On Tue, Nov 26, 2013 at 07:44:02PM +0200, Faidon Liambotis wrote:
That's GET space backslash newline
ki/Random_article ("Random_article"
being an example). This makes Varnish think the URL is "\" and
"ki/Random_article HTTP/1.1" some random malformed header and so it
responds with a 503 (and not a 400 -- that's a bug of its own).
I debugged that last part, i.e. why were we emitting a 503 instead of a
400.
So, Varnish parses the request and makes the exact equivalent one to
Apaches -- it doesn't grok on the input but is, amazingly, perfectly
happy with it. In turn, Apache sees a URL that doesn't start with / or
is * and correctly returns a HTTP_BAD_REQUEST (400) internally
(server/core.c, line 3560).
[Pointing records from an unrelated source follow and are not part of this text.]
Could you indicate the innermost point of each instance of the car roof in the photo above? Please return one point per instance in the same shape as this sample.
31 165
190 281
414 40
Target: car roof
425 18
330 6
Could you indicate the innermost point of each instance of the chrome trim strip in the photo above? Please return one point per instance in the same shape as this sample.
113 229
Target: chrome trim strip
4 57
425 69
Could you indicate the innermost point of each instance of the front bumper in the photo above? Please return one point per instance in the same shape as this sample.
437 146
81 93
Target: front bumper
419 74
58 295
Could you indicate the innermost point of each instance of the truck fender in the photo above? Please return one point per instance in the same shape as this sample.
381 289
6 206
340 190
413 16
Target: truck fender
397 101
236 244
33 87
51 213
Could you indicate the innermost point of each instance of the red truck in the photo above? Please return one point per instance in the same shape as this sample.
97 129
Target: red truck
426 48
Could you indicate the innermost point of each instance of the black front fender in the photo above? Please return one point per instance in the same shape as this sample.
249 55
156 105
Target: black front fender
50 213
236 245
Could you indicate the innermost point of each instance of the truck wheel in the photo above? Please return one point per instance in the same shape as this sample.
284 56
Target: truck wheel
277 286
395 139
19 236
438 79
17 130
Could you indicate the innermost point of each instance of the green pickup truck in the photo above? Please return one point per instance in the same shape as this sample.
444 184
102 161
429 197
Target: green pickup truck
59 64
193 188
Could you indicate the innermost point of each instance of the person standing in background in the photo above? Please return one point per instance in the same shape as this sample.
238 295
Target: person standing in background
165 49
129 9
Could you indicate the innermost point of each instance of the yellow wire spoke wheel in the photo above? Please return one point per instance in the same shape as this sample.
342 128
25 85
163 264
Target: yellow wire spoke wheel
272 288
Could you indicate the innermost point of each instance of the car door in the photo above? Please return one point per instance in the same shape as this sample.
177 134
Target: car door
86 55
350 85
However, since "HTTP/X.X" is missing
from the first line, it interprets it as an HTTP/0.9 request and emits a
Bad Request HTML directly, conversing in perfectly valid HTTP/0.9(!).
Only HTTP/0.9 didn't have response headers at all, so that protocol
conversation is:
-> GET /
<- <!DOCTYPE html>
<- <html lang=en>
<- [...]
Varnish, a piece of software first released in 2006, does not support
HTTP/0.9. Therefore, it gets confused by the lack of response headers
and interprets this response as a backend error, ultimately throwing a
503.
I checked the Apache source; there is unfortunately no way to increase
the minimum supported protocol version to 1.0. I checked the Varnish
source as well; the protocol detection seems like a hardcoded sscanf(),
but it shouldn't be too difficult to fix. Ideally, we should fix Varnish
to drop HTTP/0.9 requests as malformed altogether and obviously not
adding backend HTTP/0.9 support. Any takers? :)
I also tested adding a
if (req.url == "\") {
error 400 "Bad request"
}
to our VCL. It works as intended, but since these wouldn't be logged 1:1
in our log infrastructure, I opted into not adding this snippet.
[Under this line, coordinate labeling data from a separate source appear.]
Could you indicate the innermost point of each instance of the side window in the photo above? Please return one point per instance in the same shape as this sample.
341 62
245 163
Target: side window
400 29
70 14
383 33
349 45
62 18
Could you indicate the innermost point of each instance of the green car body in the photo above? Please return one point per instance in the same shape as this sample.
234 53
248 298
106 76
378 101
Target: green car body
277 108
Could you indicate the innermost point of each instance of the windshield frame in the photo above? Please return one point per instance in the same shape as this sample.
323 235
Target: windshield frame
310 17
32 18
The first occurence of such a request in our logs is
2013-11-25T12:03:45. Before that we had 0 (zero) such requests in
our logs, for all of November that I checked. Since then and until
now we've had 83.010 such requests (about 1/3 of our total 5xx).
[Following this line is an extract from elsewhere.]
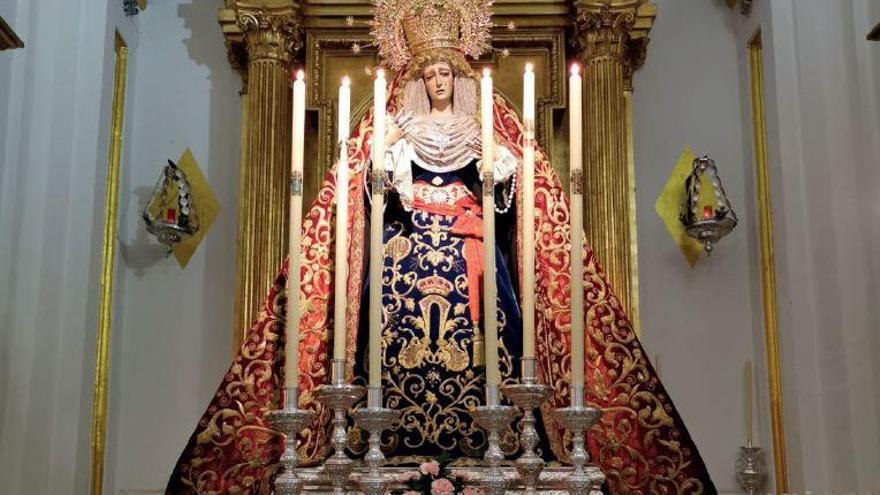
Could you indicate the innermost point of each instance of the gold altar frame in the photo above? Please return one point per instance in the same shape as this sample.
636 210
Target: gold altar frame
108 271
It seems this is getting gradually over:
5xx.tsv.log-20131125.gz:0
5xx.tsv.log-20131126.gz:26837
5xx.tsv.log-20131127.gz:77202
5xx.tsv.log-20131128.gz:70318
5xx.tsv.log-20131129.gz:13118
5xx.tsv.log-20131130.gz:890
Whatever the cause for this was, breaking access to Wikipedia was
probably noticed and fixed by whoever introduced that bug in the first
place.
Regards,
Faidon